What’s in your hand right now? It’s probably your cellphone, right? Maybe you’re at home or maybe you’re at work or perhaps you’re in the restroom during a first date. Hey, no judgement here.

The point is your phone is most likely with you at all times. That means that if you bring a toy along with you then you have everything you need for toy photography.

It’s what I used when I started shooting my figures. My first images were a bit stiff, editing to me meant boosting the saturation and maybe using a filter, oh and I also shot in square because I thought that was just the way it was on Instagram. But I never felt limited to when and where I could shoot, I only felt limited by my knowledge, understanding and experience as a photographer. Over time I learned more about the editing process, I appreciated the posing of an action figure and how to frame them to show a compelling image.

I eventually upgraded to a ‘real’ camera, my Canon Rebel SL1. Having a DSLR gave me the opportunity to learn more about exposure, focal lengths of lens, and other settings like that.

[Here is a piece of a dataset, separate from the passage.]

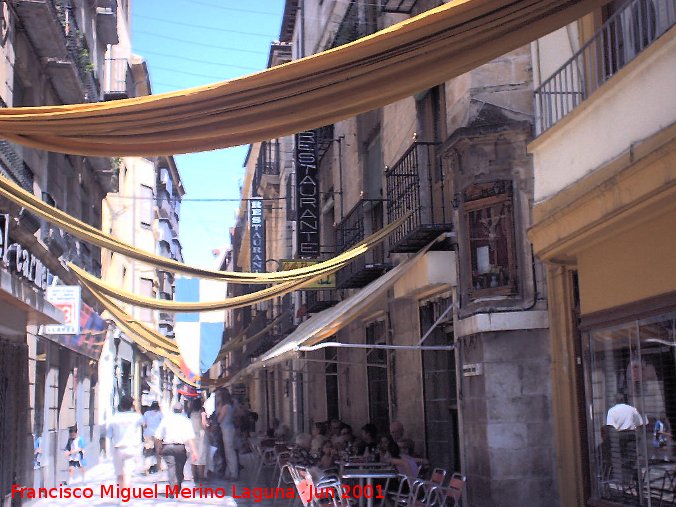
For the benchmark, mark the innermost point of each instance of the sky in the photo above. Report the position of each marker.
(190, 43)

There’s no denying the technical advantages but the creativity of your photos still stems from you.

I recently got an iPhone 7 earlier this year and started playing with a $2 app called ProCamera which allows you to adjust the exposure, shutter speed and ISO, it also gives you the ability to shoot at 16×9 plus other adjustments.

It’s truly incredible what you can capture with such a device. Whether you’re looking to capture more of the environment around your subject or zoom in on the finer details of your subject, it’s well within the capabilities of your smartphone. Because of the position of the camera lens and the size of your phone you’re able to get angles in environments that your DSLR simply can’t. That is huge.

I have since found myself alternating between my SL1 and my phone. Just like using a different toy will tell a different story, a different camera can shape the narrative of your photography as well. It all comes down to what you want to capture. Honestly, some of my favorite shots have come from what I’ve shot on my phone.

Seeing as how you most likely have your phone on you wherever you go, well then you’ve got the whole world in your hands. The whole wide world. Whatever your tool of choice is, the beauty of your work comes from your vision. So, whether you use a phone as your primary source or as an alternative method, you can capture truly amazing images that you’ll be proud of.